Kami berangkat sekitar pukul 19.00 WIB dari Kecamatan Tempuran. Aku berboncengan dengan Nava, sedangkan Idon dengan adekku. Tujuan awal kami adalah Grabag, berburu perlengkapan pendakian yang masih kurang. Aku dan Nava menuju rumah rekan Nava, guna meminjam carrier dan sepatu. Sedangkan Idon dan Aad ke rumah rekan Idon untuk meminjam sleeping bag. Aku menunggu Idon cukup lama disini. Barang kali 2-3 toples jajanan Slondok yang disuguhkan kepadaku amblas.

Setelah kurang lebih 1 jam kami bercengkrama setelah Idon dan Aad datang, kami undur diri. Pukul 22.00 WIB kami meluncur dari Grabag menuju Temanggung.  Jalanan lengang dengan langit cerah berbintang dan dingin. Dalam benakku, sesampai di rumah Wajih, langsung tidur agar esok bisa beranjak pagi-pagi. 

23.00 WIB

Kami sampai di rumah Wajih. Udara Temanggung selalu dingin meskipun di musim penghujan seperti waktu itu. Kami berdiam cukup lama di depan pintu menunggu Wajih membukakan pintu. Wajih adalah sepupu tuaku. Ayahnya adalah anak pertama Kakekku, sedangkan ayahku adalah anak kelima. Rumahnya di Temanggung, tepatnya di Kecamatan Ngadirejo. Saat kecil, aku dan sepupu yang lain senang sekali bermain di rumah Wajih. Dingin.

rumah wajih

Setelah masuk, kami ke kamarnya di atas. Begitu duduk, kami berdiskusi seputar rencana esok hari. Mau lewat jalur mana, berangkat pukul berapa, cek kekurangan peralatan, kemudian kami beramah-tamah. Ada gitar seharga 1 juta yang hanya bisa kurasakan disini. Rencana 'sampai langsung tidur' walhasil hanya menjadi wacana. Kami bernyanyi bersama hingga subuh menjelang.

12 Mei 2018
07.00 WIB

Lauk pauk untuk makan di gunung termasuk beras, sayur sayuran, daging, bumbu, dan jajanan belum disiapkan. Begitu juga dengan baterai, P3K, dan air mineral. Kami membagi tugas. Nava dan Wajih keluar untuk belanja. Aku tetap di rumah Wajih dengan Aad dan Idon untuk mengelompokan alat atau bahan agar packing lebih rapi dan nanti mudah mengambil saat dibutuhkan. Budhe pagi itu ikut ribet membantu kami sebelum beliau berangkat ke pasar. Beliau menyiapkan banyak sekali jajanan, bakso mentah, beras, kopi, gula, dan lainnya. Aku tak habis berterima kasih dan memohon maaf. Budhe bagiku seperti ibu kandungku sendiri. Yang tidak pernah berpikir dua kali untuk membantuku dalam segala hal. Petuah beliau selalu adem, selalu tersenyum, dan sama sekali tidak pernah membeda-bedakan. 

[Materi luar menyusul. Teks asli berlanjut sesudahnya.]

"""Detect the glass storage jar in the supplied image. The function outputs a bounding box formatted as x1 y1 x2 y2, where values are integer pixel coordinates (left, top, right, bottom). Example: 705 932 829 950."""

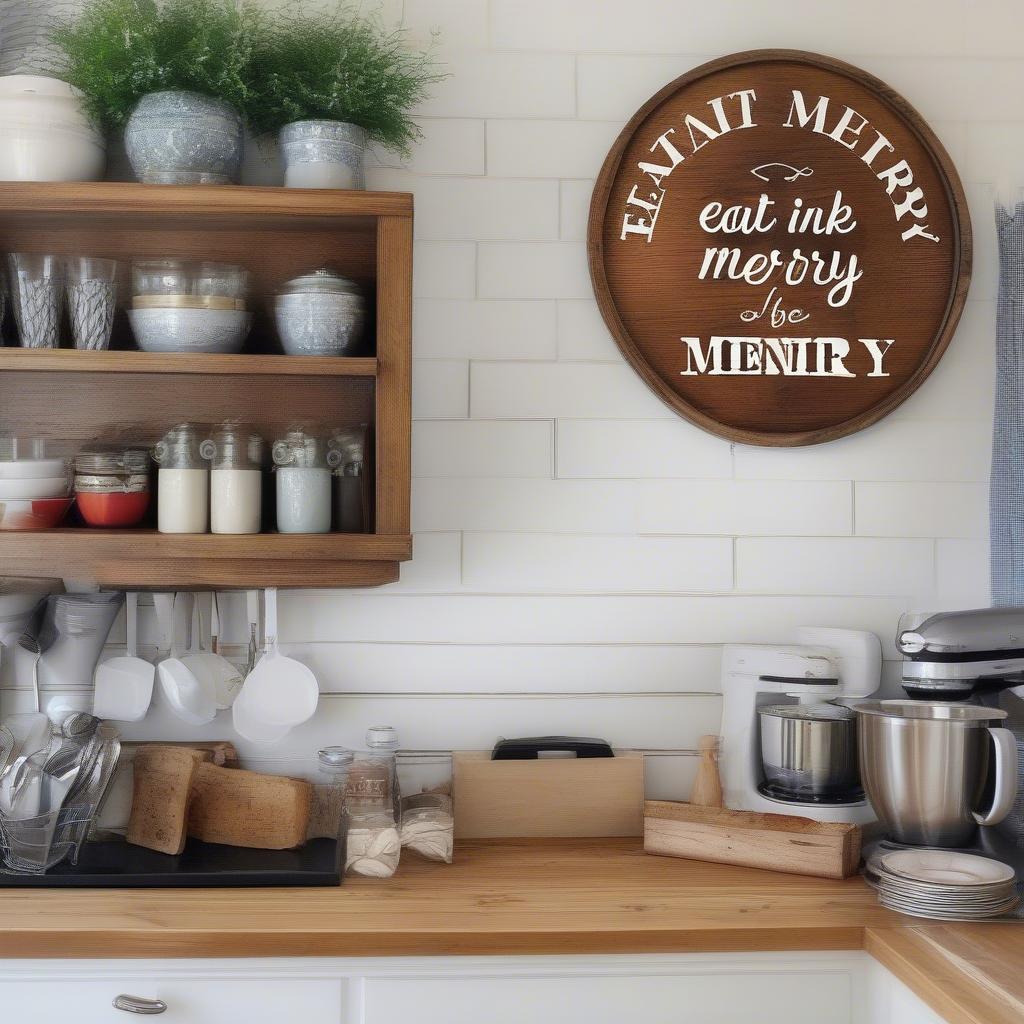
345 725 401 879
153 423 210 534
200 420 264 534
271 427 331 534
328 423 370 534
74 444 150 526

Kurang lebih pada pukul 09.00 WIB aku, Aad, dan juga Idon selesai. Nava dan Wajih masih belum kembali. Kami ngobrol santai menunggu mereka berdua. Namun sampai matahari berada di ujung kepalaku, mereka tak kunjung datang. Aad menuruti keinginan matanya untuk tidur. Tak lama Idon menyusul. Karena bosan dan sendirian, aku menyusul. Lumayan lah untuk mengisi tenaga. 

Idon membangunkanku pukul 13.00. Wajih sudah datang, namun Nava belum juga sampai. Tidak ada konfirmasi kemana ia pergi. Belum juga mulai berjalan, sudah hilang ini anak

Sekitar pukul 14.15 WIB Nava datang membawa peralatan yang ia buru. Masih belum lengkap. Packing ulang dengan singkat, lalu kami berangkat. Kami masih harus mampir di supermarket untuk membeli beberapa bahan. Baterai, tissue kering dan tissue basah, balsem, koyo, pembalut, dan juga tissue magic. 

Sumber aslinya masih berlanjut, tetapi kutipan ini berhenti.